Rome's special superintendency
for art and architecture will present a new plan for
safeguarding and promoting the Eternal City's historical
districts at a meeting on January 31 with representatives from
the city and regional government.
The objective is to propose a tool that can provide gradual
protection and promotion for historic villas and buildings in
the city, by respecting the characteristics of the various
neighbourhoods and conserving not just individual buildings or
decorations but rather entire urban areas.
The operating constraint plan aims to work in harmony with
already existing regulations and plans in order to incentivise
urban transformation in terms of sustainability, renovation, and
lower land consumption, while also maintaining the spirit of
districts known particularly for the features of their
buildings.
"The regulation promoted by the regional government, aimed at
transforming and densifying the city with the aim of reducing
land consumption, actually opened up a new vision of
profitability linked to increasing space volume within some
buildings," said special superintendent Francesco Prosperetti.

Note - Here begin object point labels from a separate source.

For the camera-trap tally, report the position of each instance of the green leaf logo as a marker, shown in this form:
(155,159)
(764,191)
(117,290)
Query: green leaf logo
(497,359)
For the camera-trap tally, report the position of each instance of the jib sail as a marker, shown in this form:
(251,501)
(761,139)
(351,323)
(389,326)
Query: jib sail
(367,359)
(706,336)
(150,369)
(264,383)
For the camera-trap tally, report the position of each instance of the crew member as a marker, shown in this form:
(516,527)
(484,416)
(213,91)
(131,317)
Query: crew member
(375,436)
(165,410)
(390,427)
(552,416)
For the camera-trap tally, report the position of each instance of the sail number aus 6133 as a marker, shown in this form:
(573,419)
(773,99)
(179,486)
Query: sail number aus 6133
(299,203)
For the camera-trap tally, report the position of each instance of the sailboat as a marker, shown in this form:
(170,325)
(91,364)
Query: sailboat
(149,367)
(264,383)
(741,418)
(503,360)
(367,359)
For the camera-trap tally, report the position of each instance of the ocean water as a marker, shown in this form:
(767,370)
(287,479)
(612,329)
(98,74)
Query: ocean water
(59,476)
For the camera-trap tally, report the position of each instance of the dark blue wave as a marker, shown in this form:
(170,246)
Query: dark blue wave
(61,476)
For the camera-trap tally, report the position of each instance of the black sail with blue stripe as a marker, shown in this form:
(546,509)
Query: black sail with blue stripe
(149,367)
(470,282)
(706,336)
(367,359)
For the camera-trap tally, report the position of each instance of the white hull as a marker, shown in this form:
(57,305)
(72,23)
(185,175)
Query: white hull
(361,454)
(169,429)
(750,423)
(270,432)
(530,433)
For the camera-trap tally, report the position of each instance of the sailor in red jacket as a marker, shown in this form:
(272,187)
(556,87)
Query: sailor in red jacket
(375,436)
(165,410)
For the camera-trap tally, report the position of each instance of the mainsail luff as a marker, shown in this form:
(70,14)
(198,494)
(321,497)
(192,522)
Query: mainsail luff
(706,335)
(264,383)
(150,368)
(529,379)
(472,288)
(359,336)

"Therefore, demolishing and rebuilding became advantageous.
The embarrassment comes from the fact that single buildings
recognised as single assets don't have the characteristics to
become protected objects. Now, however, entire historic and
traditional urban areas are at risk," Prosperetti said.
He said this is an emergency that must be faced, especially
due to the fact that after the meeting it will still take
between six to eight months to enact the new operating
constraints.
The special superintendency has already chosen the city's 2nd
district, which includes historic areas such as the Coppedè and
Trieste neighbourhoods, as the pilot area for the new
protections.
The choice of the 2nd district was a natural one, following
the outcry from neighbourhood associations after a historic
villa on Via Ticino was knocked down in 2017, and Villa Paolina
di Mallinckrodt on Largo XXI Aprile came under risk of
demolition.
Villa Paolina di Mallinckrodt was purchased by a company that
plans to turn it into a modern building based on the
possibility, granted by new national and regional regulations,
of increasing the volume of space within the building.